The charge transport mechanism of a photodiode made of silver sulfide quantum dots decorated graphene for selective detection of blue light

A novel photodiode made of silver sulfide quantum dots decorated graphene was developed for the first time for the selective detection of blue light. The process of the decoration of graphene surface with silver sulfide quantum dots was performed through the synthesis of Ag2S QDs in the presence of graphene solution via polyol technique. The X-ray diffraction, X-ray photoelectron spectroscopy, Raman spectroscopy and energy dispersive electron diffraction spectroscopy confirmed the successful decoration of graphene surface with Ag2S QDs. The high-resolution transmission electron microscopy revealed that the Ag2S QDs were distributed uniformly on the graphene surface and the average diameter of these QDs was around 8 ± 2 nm.
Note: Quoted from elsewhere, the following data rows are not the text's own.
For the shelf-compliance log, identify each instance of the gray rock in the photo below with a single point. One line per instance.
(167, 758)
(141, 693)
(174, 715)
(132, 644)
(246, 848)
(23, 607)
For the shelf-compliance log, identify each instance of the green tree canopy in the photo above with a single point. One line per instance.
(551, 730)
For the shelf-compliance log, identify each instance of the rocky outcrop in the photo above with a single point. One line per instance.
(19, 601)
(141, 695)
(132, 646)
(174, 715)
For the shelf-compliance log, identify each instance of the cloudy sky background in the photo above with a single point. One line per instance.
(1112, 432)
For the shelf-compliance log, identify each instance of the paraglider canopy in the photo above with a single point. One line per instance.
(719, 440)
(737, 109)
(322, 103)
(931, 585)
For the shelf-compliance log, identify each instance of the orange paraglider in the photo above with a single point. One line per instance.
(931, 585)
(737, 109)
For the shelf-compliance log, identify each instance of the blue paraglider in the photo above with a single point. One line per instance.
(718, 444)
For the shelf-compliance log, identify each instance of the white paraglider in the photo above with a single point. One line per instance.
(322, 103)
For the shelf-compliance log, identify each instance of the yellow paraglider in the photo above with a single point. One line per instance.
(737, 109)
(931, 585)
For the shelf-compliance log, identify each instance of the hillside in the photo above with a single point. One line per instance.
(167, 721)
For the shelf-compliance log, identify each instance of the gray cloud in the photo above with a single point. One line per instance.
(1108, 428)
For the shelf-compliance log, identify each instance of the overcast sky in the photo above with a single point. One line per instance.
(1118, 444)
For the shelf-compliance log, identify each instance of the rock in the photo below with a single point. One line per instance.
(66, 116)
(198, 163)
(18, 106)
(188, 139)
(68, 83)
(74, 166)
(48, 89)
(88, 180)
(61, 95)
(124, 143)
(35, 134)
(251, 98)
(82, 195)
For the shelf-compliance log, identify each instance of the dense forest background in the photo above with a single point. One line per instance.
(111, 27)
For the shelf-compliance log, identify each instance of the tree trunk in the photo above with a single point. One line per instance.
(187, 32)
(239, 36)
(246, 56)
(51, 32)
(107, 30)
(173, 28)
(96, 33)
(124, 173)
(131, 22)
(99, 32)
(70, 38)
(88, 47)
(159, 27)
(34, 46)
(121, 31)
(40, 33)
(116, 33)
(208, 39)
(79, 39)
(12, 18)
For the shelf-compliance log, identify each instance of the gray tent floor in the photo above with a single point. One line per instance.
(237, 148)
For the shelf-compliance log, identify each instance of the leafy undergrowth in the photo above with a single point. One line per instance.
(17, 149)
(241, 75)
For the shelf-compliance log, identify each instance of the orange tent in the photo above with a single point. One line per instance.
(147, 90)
The optical absorption measurements comprises that the decoration of graphene with Ag2S QDs leads to a red shift of the spectrum and an increase of the optical absorption by two times. The luminescence measurements revealed that the decoration of graphene with Ag2S QDs led to a decrease of the luminescence intensity, implying the efficient separations of electrons and holes. The photo-electrical properties indicated that the Ag2S QDs decorated graphene exhibited photodiode like behavior with high response to blue light. The luminescence intensity exhibited a linear regression against the photocurrent up to 5 lx. Therefore, the developed photodiode showed a promising potential to be employed as efficient selective photodiode for blue light.